The goal of risk management is controlling risks. Control is feasible when quantitative and qualitative assessments of risks exist. Such risk measurements are detailed throughout this book. This chapter is dedicated to a brief overview of bank-wide risk management practices and organization.

Risk oversight is both a major principle of risk management and a challenge for financial firms as well as for regulators. The organization and processes of risk management should be bank-wide, across all business lines. Unfortunately, bank-wide processes face serious challenges, as illustrated by the 2008 financial crisis. On the other hand, most financial firms have adopted standard organizations and processes that should, theoretically, work smoothly. Although the efficiency of risk management organization and processes raises some doubt, the standard organization, properly implemented, serves as a reference. Moreover, there are technical tools that allow moving up and down along the hierarchy and those have added value that is independent of internal discipline.

There are four main sections in this chapter.

• Section 4.1 addresses challenges of bank-wide risk management.

• Section 4.2 introduces the standard risk management organization along the well-known "three lines of defense" concept, and the standard risk processes, which rely on setting up limits and delegations for risk-taking decisions. Limits cap the risk of any single transaction or pools of transactions in retail banking. Delegation allows decentralizing the risk process according to certain rules in order to make the risk decisions smoother and speedier whenever a central assessment of the risk is not necessary. The same basic principles apply to all risks.

• Section 4.3 provides representative criteria for setting limits and enforcing them, for all main financial risks, providing more details on credit limits since other risks rely on similar processes.

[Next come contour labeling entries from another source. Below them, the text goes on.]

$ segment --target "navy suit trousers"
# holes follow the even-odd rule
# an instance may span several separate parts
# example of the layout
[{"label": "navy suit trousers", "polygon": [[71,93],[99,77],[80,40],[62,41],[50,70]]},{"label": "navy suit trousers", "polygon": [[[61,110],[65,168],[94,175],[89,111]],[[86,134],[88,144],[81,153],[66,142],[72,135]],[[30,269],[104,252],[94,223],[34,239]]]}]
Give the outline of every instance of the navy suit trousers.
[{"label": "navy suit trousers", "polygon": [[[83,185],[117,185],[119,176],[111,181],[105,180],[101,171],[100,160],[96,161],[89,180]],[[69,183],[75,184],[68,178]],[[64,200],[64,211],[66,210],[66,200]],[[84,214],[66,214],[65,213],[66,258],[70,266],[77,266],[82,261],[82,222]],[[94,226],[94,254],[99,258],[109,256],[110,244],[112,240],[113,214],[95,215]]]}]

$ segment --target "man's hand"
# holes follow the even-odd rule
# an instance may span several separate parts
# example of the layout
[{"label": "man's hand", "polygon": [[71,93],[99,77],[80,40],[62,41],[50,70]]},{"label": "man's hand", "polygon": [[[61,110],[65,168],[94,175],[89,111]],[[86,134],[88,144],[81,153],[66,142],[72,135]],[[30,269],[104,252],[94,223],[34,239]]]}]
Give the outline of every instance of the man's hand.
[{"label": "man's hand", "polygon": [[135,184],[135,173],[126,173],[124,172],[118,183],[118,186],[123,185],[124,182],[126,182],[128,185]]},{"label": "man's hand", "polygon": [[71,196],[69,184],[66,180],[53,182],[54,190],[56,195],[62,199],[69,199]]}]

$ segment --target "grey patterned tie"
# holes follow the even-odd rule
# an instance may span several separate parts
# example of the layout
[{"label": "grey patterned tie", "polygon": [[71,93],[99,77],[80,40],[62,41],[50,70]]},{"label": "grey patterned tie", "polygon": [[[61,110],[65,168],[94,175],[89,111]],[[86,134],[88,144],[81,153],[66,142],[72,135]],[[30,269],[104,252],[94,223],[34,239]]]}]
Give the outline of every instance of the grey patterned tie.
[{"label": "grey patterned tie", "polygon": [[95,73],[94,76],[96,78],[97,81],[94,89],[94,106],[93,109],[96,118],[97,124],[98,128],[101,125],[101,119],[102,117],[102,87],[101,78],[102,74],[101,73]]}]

• Section 4.4, the final section, discusses the techniques that make bank-wide risk management feasible, allowing moving both top-down and bottom-up along the hierarchy for controlling the risk-return tradeoff that all financial firms face and controls of risks. Two pillars of bank-wide risk management are the fund transfer pricing (FTP) system and the capital allocation system. Together, they allow breaking down global bank earnings and risks into earnings and risk allocations from transactions or pools of transactions in a consistent way. Bank-wide risk management implies the capability of moving bottom-up by aggregation of individual risks and top-down for identifying the sources of aggregated earnings and risks.